Graph Reinforcement Learning for Power Grids: A Comprehensive Survey

Source

Publication And Credibility

  • Paper date: arXiv published 2024-07-05; v4 updated 2026-01-07.
  • Venue/status: Energy and AI article DOI 10.1016/j.egyai.2025.100671, with arXiv source available.
  • Credibility: Current peer-reviewed survey with multiple Fraunhofer/University of Kassel/University of Greifswald authors; useful for mapping but secondary relative to individual method papers.

Core Claim

The survey maps graph reinforcement learning for transmission and distribution grids, emphasizing graph representation, GNN architecture, RL method, benchmark limitations, and real-world deployment gaps.

L2RPN / Grid2Op Notes

The survey explicitly discusses Grid2Op as the common simulator for many transmission-grid control papers and highlights comparability issues around grid size, horizons, stochasticity, seeds, and action spaces.

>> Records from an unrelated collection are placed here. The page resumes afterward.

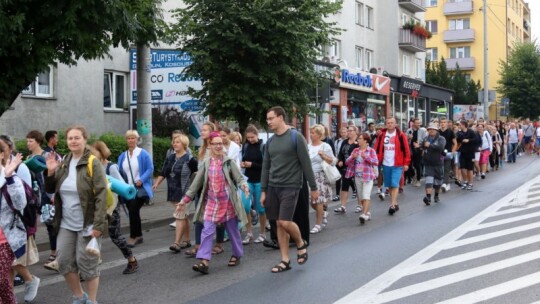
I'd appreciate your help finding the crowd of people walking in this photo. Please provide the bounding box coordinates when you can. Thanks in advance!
[0,111,540,303]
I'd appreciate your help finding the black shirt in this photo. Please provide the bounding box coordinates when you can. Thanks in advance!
[440,129,456,152]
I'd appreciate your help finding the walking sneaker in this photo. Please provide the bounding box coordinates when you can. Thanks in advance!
[358,213,371,225]
[24,275,41,302]
[71,292,88,304]
[441,184,446,192]
[334,206,347,214]
[122,259,139,274]
[43,260,58,272]
[253,234,266,244]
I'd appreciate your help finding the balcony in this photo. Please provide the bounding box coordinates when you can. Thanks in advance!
[445,57,475,71]
[443,1,474,16]
[444,29,474,43]
[399,29,426,53]
[399,0,426,13]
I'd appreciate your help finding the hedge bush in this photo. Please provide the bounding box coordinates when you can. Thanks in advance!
[15,132,171,175]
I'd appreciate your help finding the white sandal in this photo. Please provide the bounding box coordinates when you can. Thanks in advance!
[309,225,322,234]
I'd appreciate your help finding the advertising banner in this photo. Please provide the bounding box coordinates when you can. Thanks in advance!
[129,49,206,146]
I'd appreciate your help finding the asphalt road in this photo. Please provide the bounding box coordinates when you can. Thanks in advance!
[17,157,540,304]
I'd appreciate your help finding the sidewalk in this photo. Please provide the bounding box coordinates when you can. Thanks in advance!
[36,181,174,252]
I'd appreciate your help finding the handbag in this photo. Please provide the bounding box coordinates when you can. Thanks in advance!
[126,151,150,199]
[322,161,341,183]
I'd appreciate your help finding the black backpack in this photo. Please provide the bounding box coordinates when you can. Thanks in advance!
[1,180,41,236]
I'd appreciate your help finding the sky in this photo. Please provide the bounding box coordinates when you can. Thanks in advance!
[525,0,540,41]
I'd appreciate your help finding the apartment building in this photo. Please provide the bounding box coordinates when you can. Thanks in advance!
[425,0,531,119]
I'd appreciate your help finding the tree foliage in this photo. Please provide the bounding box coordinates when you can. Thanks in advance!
[426,57,480,104]
[171,0,341,129]
[0,0,162,115]
[497,41,540,119]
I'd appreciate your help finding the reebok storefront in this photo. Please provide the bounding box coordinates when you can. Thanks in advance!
[336,68,390,131]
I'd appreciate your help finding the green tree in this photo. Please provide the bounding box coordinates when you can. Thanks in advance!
[497,41,540,119]
[171,0,341,130]
[0,0,165,115]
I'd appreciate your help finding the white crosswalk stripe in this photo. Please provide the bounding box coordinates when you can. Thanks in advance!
[336,176,540,304]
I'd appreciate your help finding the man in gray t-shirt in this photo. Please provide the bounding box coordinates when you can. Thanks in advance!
[261,107,319,273]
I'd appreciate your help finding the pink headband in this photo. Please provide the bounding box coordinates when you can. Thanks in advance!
[210,131,221,140]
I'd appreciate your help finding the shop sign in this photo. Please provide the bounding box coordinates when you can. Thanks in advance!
[335,69,390,95]
[399,77,424,96]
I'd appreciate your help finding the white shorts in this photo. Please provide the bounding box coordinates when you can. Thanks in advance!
[354,178,373,201]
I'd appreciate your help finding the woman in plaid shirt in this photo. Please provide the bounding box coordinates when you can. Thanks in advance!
[176,132,249,274]
[345,133,379,225]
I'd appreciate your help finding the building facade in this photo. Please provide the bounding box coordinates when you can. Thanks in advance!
[425,0,531,119]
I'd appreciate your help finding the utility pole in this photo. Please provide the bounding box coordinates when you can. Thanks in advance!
[137,45,153,158]
[483,0,489,121]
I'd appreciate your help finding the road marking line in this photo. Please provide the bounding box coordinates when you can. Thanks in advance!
[367,250,540,303]
[450,222,540,249]
[471,211,540,231]
[409,235,540,274]
[438,272,540,304]
[335,176,540,304]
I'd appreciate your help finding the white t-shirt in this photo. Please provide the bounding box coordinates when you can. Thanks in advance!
[383,130,397,167]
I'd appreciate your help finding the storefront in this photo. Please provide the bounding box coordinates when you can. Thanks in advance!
[390,75,454,129]
[330,68,390,134]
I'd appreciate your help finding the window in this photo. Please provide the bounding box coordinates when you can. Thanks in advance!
[414,58,422,78]
[103,72,126,109]
[22,66,54,97]
[364,49,373,70]
[448,18,471,30]
[401,55,409,75]
[426,48,439,61]
[426,20,438,34]
[354,46,364,70]
[356,2,364,26]
[426,0,437,7]
[401,14,411,26]
[450,46,471,58]
[366,5,374,29]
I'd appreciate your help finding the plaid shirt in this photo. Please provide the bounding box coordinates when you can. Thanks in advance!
[345,147,379,182]
[204,158,236,223]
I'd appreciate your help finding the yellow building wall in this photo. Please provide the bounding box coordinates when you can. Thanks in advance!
[425,0,524,120]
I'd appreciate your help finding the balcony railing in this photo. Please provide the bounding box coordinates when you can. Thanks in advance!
[444,29,474,43]
[443,1,474,16]
[399,29,426,52]
[445,57,475,71]
[399,0,426,13]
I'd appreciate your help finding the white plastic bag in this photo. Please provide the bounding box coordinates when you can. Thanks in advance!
[86,237,100,256]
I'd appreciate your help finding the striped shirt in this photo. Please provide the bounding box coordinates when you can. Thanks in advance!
[204,158,236,223]
[345,147,379,182]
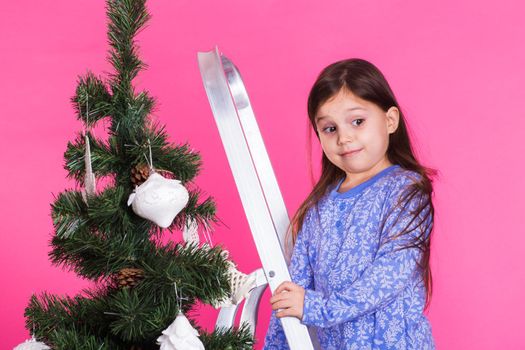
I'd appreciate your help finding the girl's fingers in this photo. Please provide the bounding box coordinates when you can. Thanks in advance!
[270,293,290,304]
[273,281,297,294]
[272,300,293,310]
[275,307,298,318]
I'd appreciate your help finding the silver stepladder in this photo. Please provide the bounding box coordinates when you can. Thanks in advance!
[197,47,317,350]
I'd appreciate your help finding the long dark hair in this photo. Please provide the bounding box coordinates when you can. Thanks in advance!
[290,58,437,309]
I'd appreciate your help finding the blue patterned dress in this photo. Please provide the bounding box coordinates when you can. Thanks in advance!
[264,165,435,350]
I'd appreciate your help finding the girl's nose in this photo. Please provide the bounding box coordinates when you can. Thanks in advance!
[337,131,354,145]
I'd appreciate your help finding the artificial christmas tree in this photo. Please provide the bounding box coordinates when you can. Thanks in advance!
[21,0,253,350]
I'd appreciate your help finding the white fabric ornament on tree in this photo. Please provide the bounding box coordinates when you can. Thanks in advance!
[13,336,51,350]
[214,250,256,309]
[157,312,204,350]
[82,133,96,203]
[182,219,200,245]
[128,172,189,228]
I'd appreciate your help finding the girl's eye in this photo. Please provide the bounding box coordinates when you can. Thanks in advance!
[323,126,335,133]
[352,119,365,126]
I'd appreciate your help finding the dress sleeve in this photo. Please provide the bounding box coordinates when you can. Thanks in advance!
[302,185,433,327]
[263,211,314,350]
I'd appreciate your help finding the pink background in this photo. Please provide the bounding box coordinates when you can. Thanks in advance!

Action-Time-Series / World-Model Notes

It contains the clearest secondary-source statement that Taha et al. use a GCN as a learned physics model for planning: predicting line loading for different actions and feeding those predictions to MCTS. That is the main reason this survey is linked into world-model pages.

Foundation TSFM Relevance

Agenda slotVerdictEvidenceMissing pieces
Benchmark hygienepartially closesSummarizes Grid2Op evaluation pitfalls and recommends standardized protocols.As a survey, it does not provide a new benchmark artifact.
Context interfacepartially closesGraph representation choices are central.Needs TSFM-specific schemas and non-grid analogs.
Causal structure, counterfactuals, and controladjacentReviews action-conditioned graph RL and learned surrogate planning.Individual primary papers still need separate verification.